The province’s new Attorney General David Eby was quick to downplay the report by Ernst & Young, saying “a 30 per cent rate increase will not be happening on our watch.” While the NDP government can certainly limit the amount of ICBC rate increases, there’s no escaping the underlying fact that there the province’s government-run auto insurance program is in serious need of an overhaul.
The report was commissioned by the previous Liberal government, which had long neglected the major work needed by the Crown corporation.
“ICBC has been careening toward a crisis over at least the last couple of years,” said Eby, who accused the previous government of using ICBC as a “bank machine” to help top up general revenue.
Eby’s first call to action is something the previous Liberal government long avoided: hiking the rates of drivers causing crashes. “Making them pay more because they are costing the system more just makes sense to us,” he said.
But ending the subsidy to B.C.’s worst drivers won’t be enough to reverse the problems caused through years of neglect by the previous government.
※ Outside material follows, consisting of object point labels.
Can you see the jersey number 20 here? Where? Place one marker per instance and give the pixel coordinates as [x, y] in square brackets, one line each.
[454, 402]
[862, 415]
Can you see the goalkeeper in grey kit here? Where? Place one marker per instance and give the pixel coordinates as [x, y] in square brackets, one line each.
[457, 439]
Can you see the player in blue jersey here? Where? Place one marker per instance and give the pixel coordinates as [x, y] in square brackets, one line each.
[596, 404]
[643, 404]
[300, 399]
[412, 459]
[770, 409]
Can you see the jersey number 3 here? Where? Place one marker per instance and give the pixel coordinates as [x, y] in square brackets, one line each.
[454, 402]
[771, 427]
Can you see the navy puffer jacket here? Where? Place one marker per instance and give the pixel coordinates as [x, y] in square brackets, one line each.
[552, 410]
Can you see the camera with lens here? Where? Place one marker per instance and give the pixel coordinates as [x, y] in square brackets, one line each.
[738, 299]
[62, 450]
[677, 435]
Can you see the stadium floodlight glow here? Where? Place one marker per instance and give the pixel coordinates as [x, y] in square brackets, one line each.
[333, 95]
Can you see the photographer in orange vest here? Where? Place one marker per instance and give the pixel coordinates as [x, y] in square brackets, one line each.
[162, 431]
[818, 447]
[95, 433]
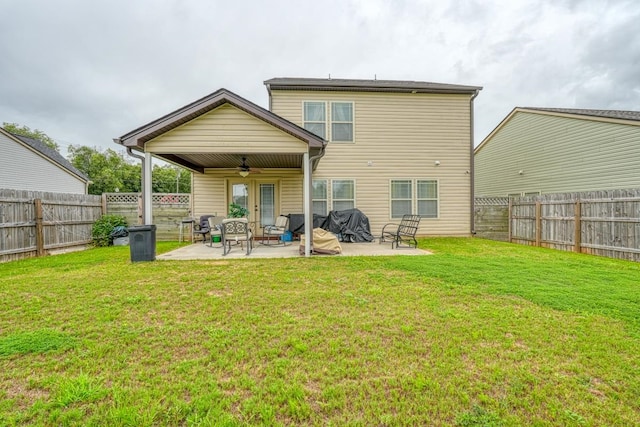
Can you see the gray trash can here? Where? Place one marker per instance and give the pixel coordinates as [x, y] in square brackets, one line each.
[142, 242]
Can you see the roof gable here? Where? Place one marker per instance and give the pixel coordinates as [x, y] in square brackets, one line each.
[50, 154]
[138, 137]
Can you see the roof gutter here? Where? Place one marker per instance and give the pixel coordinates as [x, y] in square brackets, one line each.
[472, 165]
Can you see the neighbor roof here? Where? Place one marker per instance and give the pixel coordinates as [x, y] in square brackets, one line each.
[51, 154]
[614, 116]
[404, 86]
[611, 114]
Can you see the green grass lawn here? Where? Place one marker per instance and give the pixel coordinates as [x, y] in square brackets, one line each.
[480, 333]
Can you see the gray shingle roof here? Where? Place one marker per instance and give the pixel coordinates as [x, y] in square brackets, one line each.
[56, 157]
[611, 114]
[297, 83]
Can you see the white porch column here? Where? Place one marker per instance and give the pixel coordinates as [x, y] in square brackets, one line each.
[147, 190]
[308, 212]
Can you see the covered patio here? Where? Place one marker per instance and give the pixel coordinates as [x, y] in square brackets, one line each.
[201, 251]
[239, 154]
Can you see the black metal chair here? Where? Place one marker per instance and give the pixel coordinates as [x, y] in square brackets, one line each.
[235, 230]
[405, 232]
[275, 231]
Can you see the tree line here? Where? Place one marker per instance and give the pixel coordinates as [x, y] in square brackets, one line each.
[110, 171]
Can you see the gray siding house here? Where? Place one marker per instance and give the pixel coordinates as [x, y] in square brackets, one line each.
[555, 150]
[28, 164]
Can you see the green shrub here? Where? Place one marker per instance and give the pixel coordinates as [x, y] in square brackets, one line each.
[102, 228]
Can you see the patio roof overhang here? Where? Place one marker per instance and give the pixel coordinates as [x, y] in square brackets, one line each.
[225, 157]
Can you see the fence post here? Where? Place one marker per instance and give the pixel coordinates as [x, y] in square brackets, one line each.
[538, 222]
[578, 227]
[39, 230]
[104, 203]
[509, 220]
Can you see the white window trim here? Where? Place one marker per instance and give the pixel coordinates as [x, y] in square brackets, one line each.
[328, 130]
[353, 121]
[437, 181]
[414, 197]
[355, 198]
[327, 127]
[391, 199]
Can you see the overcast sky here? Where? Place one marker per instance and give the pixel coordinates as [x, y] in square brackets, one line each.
[86, 71]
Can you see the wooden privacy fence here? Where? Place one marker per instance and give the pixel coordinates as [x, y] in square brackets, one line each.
[34, 223]
[168, 210]
[605, 223]
[491, 218]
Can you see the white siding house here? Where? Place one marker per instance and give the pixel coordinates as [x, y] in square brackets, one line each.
[553, 150]
[387, 148]
[28, 164]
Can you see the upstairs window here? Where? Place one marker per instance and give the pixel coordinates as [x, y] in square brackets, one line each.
[343, 194]
[409, 197]
[342, 121]
[315, 118]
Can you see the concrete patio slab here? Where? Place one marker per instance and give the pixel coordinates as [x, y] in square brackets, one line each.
[204, 251]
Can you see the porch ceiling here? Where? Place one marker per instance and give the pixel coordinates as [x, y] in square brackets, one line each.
[200, 161]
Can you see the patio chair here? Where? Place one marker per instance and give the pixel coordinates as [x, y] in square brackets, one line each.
[277, 230]
[405, 232]
[215, 226]
[235, 230]
[202, 227]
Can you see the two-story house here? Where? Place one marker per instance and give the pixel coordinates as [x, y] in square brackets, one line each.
[28, 164]
[385, 147]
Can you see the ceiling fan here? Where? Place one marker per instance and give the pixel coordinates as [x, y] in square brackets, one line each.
[244, 169]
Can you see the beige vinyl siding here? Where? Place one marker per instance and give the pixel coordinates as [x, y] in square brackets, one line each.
[557, 154]
[402, 135]
[226, 130]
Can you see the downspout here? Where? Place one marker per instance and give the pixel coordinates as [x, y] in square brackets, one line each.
[471, 165]
[270, 100]
[141, 158]
[309, 208]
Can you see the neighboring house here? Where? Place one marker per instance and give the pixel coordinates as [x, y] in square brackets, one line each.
[28, 164]
[387, 148]
[556, 150]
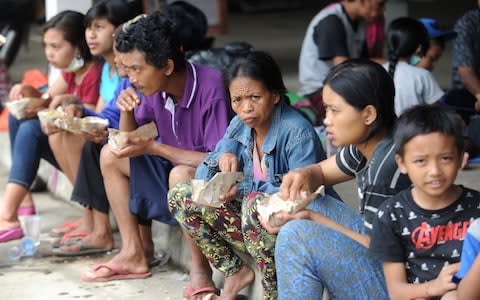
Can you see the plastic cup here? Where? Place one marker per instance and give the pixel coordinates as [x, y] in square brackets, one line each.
[32, 228]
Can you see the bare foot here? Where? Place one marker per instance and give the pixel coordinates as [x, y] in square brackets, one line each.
[199, 279]
[27, 201]
[131, 264]
[236, 282]
[93, 240]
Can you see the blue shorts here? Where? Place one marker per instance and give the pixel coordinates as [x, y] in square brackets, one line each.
[149, 188]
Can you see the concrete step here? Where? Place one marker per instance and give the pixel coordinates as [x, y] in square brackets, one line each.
[166, 238]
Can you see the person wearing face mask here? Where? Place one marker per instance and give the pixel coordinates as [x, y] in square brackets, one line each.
[334, 35]
[438, 39]
[65, 49]
[407, 42]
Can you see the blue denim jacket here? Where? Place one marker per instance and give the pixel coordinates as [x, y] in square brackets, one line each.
[291, 143]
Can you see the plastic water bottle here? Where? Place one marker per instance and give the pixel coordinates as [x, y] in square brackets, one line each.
[26, 248]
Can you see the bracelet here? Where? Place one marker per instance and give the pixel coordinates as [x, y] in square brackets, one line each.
[428, 284]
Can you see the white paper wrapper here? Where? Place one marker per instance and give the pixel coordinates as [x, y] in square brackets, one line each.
[90, 125]
[72, 125]
[48, 117]
[207, 193]
[18, 108]
[117, 139]
[272, 205]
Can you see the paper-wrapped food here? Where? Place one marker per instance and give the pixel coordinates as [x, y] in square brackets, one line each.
[73, 125]
[208, 193]
[48, 116]
[270, 206]
[91, 124]
[118, 139]
[19, 108]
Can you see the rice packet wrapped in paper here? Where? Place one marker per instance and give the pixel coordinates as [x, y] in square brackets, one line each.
[208, 193]
[118, 139]
[91, 124]
[72, 125]
[19, 108]
[270, 206]
[48, 116]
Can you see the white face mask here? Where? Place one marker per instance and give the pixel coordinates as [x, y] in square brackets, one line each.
[75, 64]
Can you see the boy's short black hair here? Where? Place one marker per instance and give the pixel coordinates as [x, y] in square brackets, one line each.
[425, 119]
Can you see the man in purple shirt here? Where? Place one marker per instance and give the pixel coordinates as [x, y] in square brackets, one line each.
[188, 103]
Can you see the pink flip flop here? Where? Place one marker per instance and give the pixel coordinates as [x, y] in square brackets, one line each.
[11, 234]
[26, 211]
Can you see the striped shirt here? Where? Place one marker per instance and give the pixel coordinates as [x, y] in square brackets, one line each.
[378, 179]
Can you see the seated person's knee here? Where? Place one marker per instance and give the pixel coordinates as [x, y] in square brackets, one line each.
[180, 174]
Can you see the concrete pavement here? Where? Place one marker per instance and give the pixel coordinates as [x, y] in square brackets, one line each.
[48, 277]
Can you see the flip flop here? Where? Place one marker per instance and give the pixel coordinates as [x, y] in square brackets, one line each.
[84, 249]
[159, 259]
[209, 290]
[26, 211]
[68, 238]
[63, 229]
[11, 234]
[118, 274]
The province has brought about minor adjustments to ICBC, most recently when the previous government announced cars worth more than $150,000 would no longer be covered.
But that will do little to turn the corporation’s fortunes around. The Ernst & Young report says accident rates increased by 23 per cent between 2013 and 2016, and that vehicle repair costs have skyrocketed to a total of $1.5 billion in 2016. That’s more than a bit of tinkering can repair.
After enjoying a monopoly over the province’s auto insurance market for more than four decades, perhaps the time has come to let B.C. drivers shop around. It’s an idea the new NDP government should at least take out for a test drive.